Walmart outlines big AI ambitions as it reports mixed results

Walmart’s newly installed leadership team on Thursday emphasized plans to build up artificial intelligence integration, lifting shares of the retail behemoth despite a cautious forecast.

Fresh off achieving a $1 trillion market value earlier this month, Walmart reported solid fourth-quarter results, but projected lower earnings per share in this year’s first quarter compared with analyst expectations and slower annual revenue growth.

John Furner, who ascended to CEO on February 1, praised the results as evidence of Walmart’s resonance with consumers across income levels.

“The way we’re using technology and AI is helping us create great customer solutions, reduce friction, simplify decision making, and pinpoint where our inventory is, all while maintaining the trust we’ve earned from our customers and members,” Furner said.

Walmart has seen significant growth in its advertising and e-commerce businesses, with Chief Financial Officer John David Rainey pointing to notable expansion of the company’s Amazon-like “Marketplace” platform for third-party sellers.

“We want to lean a lot more into growth right now,” Rainey said.

Walmart on February 3 overtook the $1 trillion valuation marker, a rare occurrence for a brick-and-mortar legacy company that began as a family store in Arkansas in 1962.

Just three other non-tech companies have achieved this valuation: oil giant Saudi Aramco, Warren Buffett’s conglomerate Berkshire Hathaway, and pharma company Eli Lilly.

“Investors have sort of put companies like Walmart, Costco and Amazon into one bucket and the rest of the retailers are in a slower-growth bucket,” said Arun Sundaram, a senior equity analyst at CFRA Research.

The move came on the heels of Walmart’s shift late last year to the Nasdaq from the New York Stocks Exchange.

The company has also overhauled its leadership structure, announcing in January a series of appointments, including naming US chief growth officer Seth Dallaire to an equivalent post for Walmart globally.

The move signals Walmart’s intent to deploy technology-oriented growth programs to Walmart’s international business.

– Ambitions for ‘Sparky’ –

Profits for the fourth quarter of fiscal 2026 that ended January 31 were $4.2 billion, down 19.4 percent from the year-ago level, with the company citing a drop in the value of some equity investments.

Revenues rose 5.6 percent to $190.7 billion.

Walmart generated 4.6 percent comparable sales growth in its US retail business, reflecting higher sales across grocery, pharmaceuticals and general merchandise.

A company presentation said the figures in the United States were the result of “broad-based growth across merchandise categories as well as share gains across income tiers, led by upper-income households.”

Walmart said its “like-for-like” inflation came in at 1.1 percent for the quarter in its US division.
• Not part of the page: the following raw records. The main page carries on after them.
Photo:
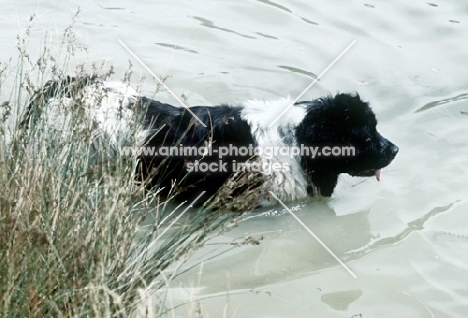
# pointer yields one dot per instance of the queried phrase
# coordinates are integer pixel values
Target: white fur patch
(289, 185)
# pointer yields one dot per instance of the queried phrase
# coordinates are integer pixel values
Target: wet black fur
(343, 120)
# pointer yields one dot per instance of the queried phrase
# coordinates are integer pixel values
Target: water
(406, 237)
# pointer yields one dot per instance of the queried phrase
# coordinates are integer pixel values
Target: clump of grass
(71, 242)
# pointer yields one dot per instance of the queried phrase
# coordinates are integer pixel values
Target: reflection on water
(404, 237)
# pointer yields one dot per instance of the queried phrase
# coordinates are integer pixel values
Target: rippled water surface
(405, 237)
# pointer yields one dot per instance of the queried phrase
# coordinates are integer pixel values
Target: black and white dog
(197, 149)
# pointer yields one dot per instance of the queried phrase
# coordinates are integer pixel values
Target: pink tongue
(377, 174)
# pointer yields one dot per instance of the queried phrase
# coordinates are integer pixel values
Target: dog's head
(343, 128)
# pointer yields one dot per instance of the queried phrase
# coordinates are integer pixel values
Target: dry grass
(68, 229)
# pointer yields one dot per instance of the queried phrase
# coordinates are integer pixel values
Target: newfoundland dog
(297, 152)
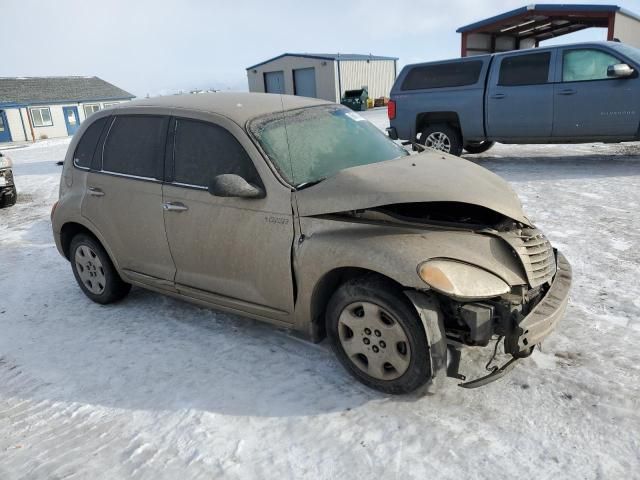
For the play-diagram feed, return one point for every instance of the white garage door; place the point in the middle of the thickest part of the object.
(274, 82)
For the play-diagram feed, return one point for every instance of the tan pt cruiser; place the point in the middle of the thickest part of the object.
(301, 213)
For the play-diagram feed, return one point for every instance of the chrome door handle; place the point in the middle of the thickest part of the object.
(96, 192)
(175, 207)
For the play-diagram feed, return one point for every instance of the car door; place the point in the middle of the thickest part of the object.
(519, 103)
(589, 103)
(233, 251)
(123, 197)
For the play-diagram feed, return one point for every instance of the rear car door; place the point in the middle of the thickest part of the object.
(519, 103)
(589, 103)
(233, 251)
(123, 198)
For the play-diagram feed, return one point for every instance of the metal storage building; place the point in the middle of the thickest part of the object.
(323, 75)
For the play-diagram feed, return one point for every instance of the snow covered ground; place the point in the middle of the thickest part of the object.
(155, 388)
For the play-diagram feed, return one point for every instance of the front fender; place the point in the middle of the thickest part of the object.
(433, 324)
(329, 244)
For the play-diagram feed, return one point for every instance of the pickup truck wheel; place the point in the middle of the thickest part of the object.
(377, 335)
(442, 137)
(478, 147)
(94, 271)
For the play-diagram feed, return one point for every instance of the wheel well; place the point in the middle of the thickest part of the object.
(70, 230)
(323, 290)
(431, 118)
The company has described the impact of President Donald Trump’s tariffs as less significant than originally feared.

The company has spotlighted success at reducing shipping costs through automation and pointed to the partnerships with OpenAI and Google’s Gemini that direct users to Walmart products.

On Thursday, Furner and other executives effused over the capacity of Sparky, an AI assistant on Walmart’s smartphone application that has lifted order volumes by 35 percent compared with customers who haven’t used the service.

“What Sparky can do is help us understand really clearly what it is that you’re trying to accomplish in your life, whether that’s a birthday party or a camping trip,” Furner said.

“And then we can generate you great, unique solutions” that save shoppers time, Furner said.

Sparky is an example of “agentic commerce,” a growing trend in retail where AI assumes more sophisticated tasks, such as executing weekly supermarket orders based on a consumer’s history or searching the Internet for the right goods for a holiday meal or a party.

These advances offer both opportunities and risks for retailers, said a report from the CFRA research group last fall.

“For consumers, agentic commerce should save both time and money,” CFRA said. “However, for retailers and suppliers, the implications are more nuanced, given the likelihood of reduced direct interaction with customers and more engagement with other AI agents.”

Shares of Walmart rose 2.6 percent in mid-morning trading.